Good Dental Habits Still Lacking
Overt recommendation or not, the lackluster dental care practiced by many Americans suggests they may do well to reach for the mouthwash bottle at least once a day.
According to a 2003 survey conducted by the ADA, only slightly more than three out of four American adults brush twice a day or after each meal. And even though about half of people say they use dental floss, dentists report that many of them floss incorrectly or inadequately.
"I think the ADA knows this," says Sebastian Ciancio, chairman of the department of periodontics at the University of Buffalo. "In order to improve the health of the public, we should start reminding the public about the products that we know have a positive effect -- those with the Seal of Approval -- and start recommending them."
He says this is particularly important since at any given time, more than 50 percent of the public has gingivitis. And many with gingivitis may not even know they have it.
Antimicrobial mouth rises may also help kill off the plaque-causing bacteria that brushing and flossing miss.
"The bacteria that we have on our teeth comprises only 25 percent of the bacteria that lives in our mouths," Ciancio says, noting that bacteria can reside on unbrushed areas such as the tongue, cheeks and tonsils. "That's an area where people don't brush, and that's an area where mouthwashes will get."
Still, Howell says, rinsing with antimicrobial mouthwash should be viewed strictly as a complement to brushing and flossing -- never as a substitute.

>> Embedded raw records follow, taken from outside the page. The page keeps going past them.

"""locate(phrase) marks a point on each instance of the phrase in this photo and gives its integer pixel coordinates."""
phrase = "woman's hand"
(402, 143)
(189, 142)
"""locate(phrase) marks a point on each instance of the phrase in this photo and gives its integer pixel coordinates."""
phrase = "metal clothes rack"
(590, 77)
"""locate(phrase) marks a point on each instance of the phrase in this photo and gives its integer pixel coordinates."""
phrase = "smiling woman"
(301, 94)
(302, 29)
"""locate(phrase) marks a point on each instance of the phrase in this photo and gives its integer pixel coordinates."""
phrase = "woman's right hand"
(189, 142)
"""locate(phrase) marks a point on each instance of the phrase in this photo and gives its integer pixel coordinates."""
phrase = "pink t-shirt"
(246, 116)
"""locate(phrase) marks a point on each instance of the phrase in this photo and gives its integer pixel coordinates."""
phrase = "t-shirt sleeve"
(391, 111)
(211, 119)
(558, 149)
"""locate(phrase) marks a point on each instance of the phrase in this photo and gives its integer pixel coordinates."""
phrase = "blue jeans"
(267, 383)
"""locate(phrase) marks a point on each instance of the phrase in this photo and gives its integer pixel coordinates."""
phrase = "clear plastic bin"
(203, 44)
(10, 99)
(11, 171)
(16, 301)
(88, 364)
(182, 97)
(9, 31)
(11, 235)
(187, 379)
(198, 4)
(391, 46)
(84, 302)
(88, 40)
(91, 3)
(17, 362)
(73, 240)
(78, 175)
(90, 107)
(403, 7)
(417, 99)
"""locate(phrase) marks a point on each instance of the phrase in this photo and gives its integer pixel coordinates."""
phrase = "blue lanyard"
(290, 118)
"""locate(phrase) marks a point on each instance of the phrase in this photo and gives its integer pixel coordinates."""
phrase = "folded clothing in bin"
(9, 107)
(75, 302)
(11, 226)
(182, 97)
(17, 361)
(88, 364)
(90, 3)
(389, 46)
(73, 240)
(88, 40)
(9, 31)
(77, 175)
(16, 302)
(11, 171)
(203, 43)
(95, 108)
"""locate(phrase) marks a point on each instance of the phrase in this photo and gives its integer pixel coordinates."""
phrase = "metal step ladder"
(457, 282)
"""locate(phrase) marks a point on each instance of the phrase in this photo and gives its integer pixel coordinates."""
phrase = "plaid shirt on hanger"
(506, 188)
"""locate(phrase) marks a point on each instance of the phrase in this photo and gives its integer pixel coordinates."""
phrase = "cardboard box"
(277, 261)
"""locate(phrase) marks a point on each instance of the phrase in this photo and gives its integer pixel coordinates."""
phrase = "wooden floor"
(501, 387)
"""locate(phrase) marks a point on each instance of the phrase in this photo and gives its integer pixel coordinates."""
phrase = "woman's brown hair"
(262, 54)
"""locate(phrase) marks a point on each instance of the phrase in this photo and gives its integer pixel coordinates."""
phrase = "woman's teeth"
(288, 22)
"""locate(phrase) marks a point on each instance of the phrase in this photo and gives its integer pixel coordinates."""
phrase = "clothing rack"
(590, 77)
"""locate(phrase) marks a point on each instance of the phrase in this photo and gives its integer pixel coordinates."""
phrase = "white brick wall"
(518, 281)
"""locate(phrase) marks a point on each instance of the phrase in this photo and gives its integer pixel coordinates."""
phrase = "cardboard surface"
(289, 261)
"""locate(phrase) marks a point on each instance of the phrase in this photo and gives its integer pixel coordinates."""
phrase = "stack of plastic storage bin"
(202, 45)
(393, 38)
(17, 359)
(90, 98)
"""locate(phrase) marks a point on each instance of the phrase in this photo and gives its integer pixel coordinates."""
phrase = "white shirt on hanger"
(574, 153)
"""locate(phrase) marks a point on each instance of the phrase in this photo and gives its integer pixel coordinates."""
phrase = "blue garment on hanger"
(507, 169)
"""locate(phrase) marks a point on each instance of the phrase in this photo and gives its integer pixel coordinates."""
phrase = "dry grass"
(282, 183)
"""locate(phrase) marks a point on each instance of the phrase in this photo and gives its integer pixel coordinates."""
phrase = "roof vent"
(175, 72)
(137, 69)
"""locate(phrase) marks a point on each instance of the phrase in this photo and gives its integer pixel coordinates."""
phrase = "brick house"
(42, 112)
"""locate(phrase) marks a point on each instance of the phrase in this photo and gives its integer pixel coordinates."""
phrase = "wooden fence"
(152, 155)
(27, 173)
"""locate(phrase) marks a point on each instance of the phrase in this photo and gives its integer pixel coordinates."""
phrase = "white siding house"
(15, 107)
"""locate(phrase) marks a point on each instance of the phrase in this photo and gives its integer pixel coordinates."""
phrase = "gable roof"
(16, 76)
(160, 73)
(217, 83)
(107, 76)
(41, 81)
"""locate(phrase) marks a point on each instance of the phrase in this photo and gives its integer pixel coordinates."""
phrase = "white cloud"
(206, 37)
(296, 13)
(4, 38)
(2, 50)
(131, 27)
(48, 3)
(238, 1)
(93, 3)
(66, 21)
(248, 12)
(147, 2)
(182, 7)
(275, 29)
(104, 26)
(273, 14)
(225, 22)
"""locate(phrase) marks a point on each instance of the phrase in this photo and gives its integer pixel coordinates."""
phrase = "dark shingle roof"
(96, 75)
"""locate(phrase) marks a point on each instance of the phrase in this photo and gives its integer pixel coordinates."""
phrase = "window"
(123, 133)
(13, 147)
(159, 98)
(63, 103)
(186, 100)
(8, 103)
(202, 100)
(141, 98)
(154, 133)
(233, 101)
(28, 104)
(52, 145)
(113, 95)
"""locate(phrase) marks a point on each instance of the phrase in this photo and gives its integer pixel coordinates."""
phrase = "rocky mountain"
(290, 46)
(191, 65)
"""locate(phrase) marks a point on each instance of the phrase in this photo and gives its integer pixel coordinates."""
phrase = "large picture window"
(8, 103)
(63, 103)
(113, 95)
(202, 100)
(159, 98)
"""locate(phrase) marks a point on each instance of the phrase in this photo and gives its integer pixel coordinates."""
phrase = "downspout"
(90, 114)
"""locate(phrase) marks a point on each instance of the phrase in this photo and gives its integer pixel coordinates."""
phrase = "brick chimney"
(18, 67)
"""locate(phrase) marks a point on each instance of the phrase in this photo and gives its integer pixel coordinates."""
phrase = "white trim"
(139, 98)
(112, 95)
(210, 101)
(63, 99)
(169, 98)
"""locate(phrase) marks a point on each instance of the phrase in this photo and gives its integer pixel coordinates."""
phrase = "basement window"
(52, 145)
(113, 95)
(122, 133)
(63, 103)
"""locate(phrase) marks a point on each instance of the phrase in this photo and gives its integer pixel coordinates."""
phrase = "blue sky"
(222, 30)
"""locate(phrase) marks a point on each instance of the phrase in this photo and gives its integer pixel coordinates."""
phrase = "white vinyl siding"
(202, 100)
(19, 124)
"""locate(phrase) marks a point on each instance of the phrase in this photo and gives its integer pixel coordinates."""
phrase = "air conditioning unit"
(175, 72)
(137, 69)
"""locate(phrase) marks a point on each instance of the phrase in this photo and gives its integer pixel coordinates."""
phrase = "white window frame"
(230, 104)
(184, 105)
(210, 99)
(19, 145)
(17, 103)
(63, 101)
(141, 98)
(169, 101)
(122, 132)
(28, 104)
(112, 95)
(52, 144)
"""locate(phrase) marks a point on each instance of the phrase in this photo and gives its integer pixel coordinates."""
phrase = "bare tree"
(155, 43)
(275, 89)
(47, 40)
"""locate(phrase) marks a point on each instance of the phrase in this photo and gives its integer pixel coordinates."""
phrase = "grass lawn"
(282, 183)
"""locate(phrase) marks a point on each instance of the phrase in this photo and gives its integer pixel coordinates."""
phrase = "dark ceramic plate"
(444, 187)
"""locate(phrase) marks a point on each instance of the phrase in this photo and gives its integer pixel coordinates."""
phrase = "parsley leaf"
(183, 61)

"This is not something that is going to replace brushing and flossing," she says.
Searching for the Seal
Those hoping to boost their dental health can find the ADA Seal of Approval on other products in their local pharmacies too. To date, two antimicrobial toothpaste lines carry the ADA Seal of Approval: Colgate Total and Crest Pro Health. Both these products contain ingredients that have been shown to kill the bacteria that cause gingivitis.
Whall says the host of new antimicrobial products deserving of the seal could spark tooth-healthy trends amongst the general public.
"I think it is a trend," he says. "If we can add to the products to help dental health, we're happy about that."
But Whall adds that people should still adhere to current ADA recommendations, which along with a balanced diet and regular dentist visits, include the time-honored routines of brushing and flossing.
"Everyone should still be brushing and flossing effectively every day," he says. "This is still probably the best thing they can do."